A Finlândia tem uma força de guerra de cerca de 280 mil pessoas, enquanto no total tem 900 mil treinados como reservistas. Continuou com o recrutamento para todos os homens que deixaram a escola mesmo após o fim da Guerra Fria, quando muitos países da Europa pararam, e Helsínquia manteve fortes gastos com a defesa, mesmo quando outros cortaram nas décadas de 1990 e 2000.
Há um plano detalhado de como lidar com uma invasão: implantação de caças de combate em estradas remotas por todo o país, colocação de minas nas principais rotas marítimas e a preparação de defesas terrestres, como explodir pontes. Jarmo Lindberg, antigo chefe de defesa da Finlândia, diz que a capital finlandesa “é como um queijo suíço” com dezenas de quilómetros de túneis. “Todos os quartéis-generais das forças armadas estão localizados em encostas sob 30 ou 40 metros de granito”, referiu.
A Agência Nacional de Abastecimento de Emergência (NESA) ajudou a coordenar a rede de empresas mas as suas responsabilidades vão muito para além disso – possui um orçamento de 2,5 mil milhões de euros, que consiste nos seus stocks estratégicos de 6 meses de fornecimento de grãos, como trigo e aveia, e diferentes tipos de combustível, como gasolina e diesel, bem como alguns “ativos estratégicos” não divulgados.

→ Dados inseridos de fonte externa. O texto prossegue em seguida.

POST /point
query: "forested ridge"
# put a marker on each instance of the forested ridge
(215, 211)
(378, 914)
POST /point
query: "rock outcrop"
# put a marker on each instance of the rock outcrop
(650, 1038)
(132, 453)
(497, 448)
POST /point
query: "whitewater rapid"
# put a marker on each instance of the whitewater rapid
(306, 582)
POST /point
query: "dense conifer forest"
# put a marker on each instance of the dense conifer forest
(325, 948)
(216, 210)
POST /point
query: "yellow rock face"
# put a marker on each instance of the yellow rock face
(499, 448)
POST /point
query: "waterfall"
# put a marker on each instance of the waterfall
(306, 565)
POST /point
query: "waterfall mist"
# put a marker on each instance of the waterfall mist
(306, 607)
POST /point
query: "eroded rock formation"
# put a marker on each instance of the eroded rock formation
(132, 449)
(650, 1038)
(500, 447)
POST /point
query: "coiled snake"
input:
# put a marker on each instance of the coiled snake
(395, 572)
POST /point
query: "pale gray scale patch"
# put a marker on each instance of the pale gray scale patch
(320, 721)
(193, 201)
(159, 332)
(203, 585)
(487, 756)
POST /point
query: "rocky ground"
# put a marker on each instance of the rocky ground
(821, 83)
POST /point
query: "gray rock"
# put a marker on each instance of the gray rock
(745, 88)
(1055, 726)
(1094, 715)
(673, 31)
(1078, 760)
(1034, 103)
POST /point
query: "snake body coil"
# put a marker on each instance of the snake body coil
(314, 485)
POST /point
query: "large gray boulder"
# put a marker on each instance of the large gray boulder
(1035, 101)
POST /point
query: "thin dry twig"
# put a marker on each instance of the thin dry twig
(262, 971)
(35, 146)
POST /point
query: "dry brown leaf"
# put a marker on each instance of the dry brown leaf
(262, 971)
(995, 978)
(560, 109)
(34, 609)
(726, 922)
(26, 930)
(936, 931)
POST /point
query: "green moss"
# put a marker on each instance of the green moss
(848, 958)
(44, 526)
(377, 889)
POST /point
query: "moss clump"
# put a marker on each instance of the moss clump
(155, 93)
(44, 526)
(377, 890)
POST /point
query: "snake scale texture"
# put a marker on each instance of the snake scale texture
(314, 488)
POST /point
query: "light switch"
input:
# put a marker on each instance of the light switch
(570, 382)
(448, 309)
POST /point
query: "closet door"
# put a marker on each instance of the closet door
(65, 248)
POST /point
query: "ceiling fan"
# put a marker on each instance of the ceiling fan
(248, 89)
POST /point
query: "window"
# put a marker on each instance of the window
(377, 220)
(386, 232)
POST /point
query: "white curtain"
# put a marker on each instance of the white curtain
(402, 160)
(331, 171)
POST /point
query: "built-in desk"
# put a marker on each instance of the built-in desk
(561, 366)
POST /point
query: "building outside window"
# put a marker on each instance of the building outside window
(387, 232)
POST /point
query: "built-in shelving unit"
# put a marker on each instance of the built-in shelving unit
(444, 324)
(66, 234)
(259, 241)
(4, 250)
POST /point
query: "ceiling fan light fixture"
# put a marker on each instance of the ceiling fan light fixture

Kuusela diz que o cerne da estratégia da Finlândia é a vontade dos seus cidadãos em lutar e defender o país, recentemente nomeado pela ONU pelo quinto ano consecutivo como a nação mais feliz do mundo. “Ser finlandês é um acordo”, acrescentou. “Somos o número 1 do mundo em felicidade e estamos preparados para defender isso. Tivemos uma experiência de quase morte na II Guerra Mundial que só nos fortaleceu.”
A Finlândia não está focada apenas na ameaça de invasão mas em outras formas de ataque – sejam locais, como o envenenamento de uma fonte de água ou a incapacitação de uma central, ou nacionais, como ataques cibernéticos. Há um foco crescente nas chamadas ameaças híbridas, ações que muitas vezes são ambíguas e não atingem o nível de um ataque militar completo. Teija Tiilikainen, diretor do Centro Europeu de Excelência para Combater Ameaças Híbridas, com sede em Helsínquia, garantiu que a Finlândia precisa de “ser mais proativa” na identificação antecipada das suas vulnerabilidades – em 2015, por exemplo, foi apanhada de surpresa pela Rússia que enviou emigrantes ilegais pela fronteira. “O facto de a Rússia ter iniciado uma guerra contra um vizinho menor só pode fortalecer a compreensão da nossa vulnerabilidade”, apontou.
“Alguns dizem que lutámos 32 guerras contra a Rússia, outros 42”, diz Lindberg, ex-chefe de Defesa. “Tudo o que sei é que a Rússia estará lá sempre e sabemos que estaremos prontos.”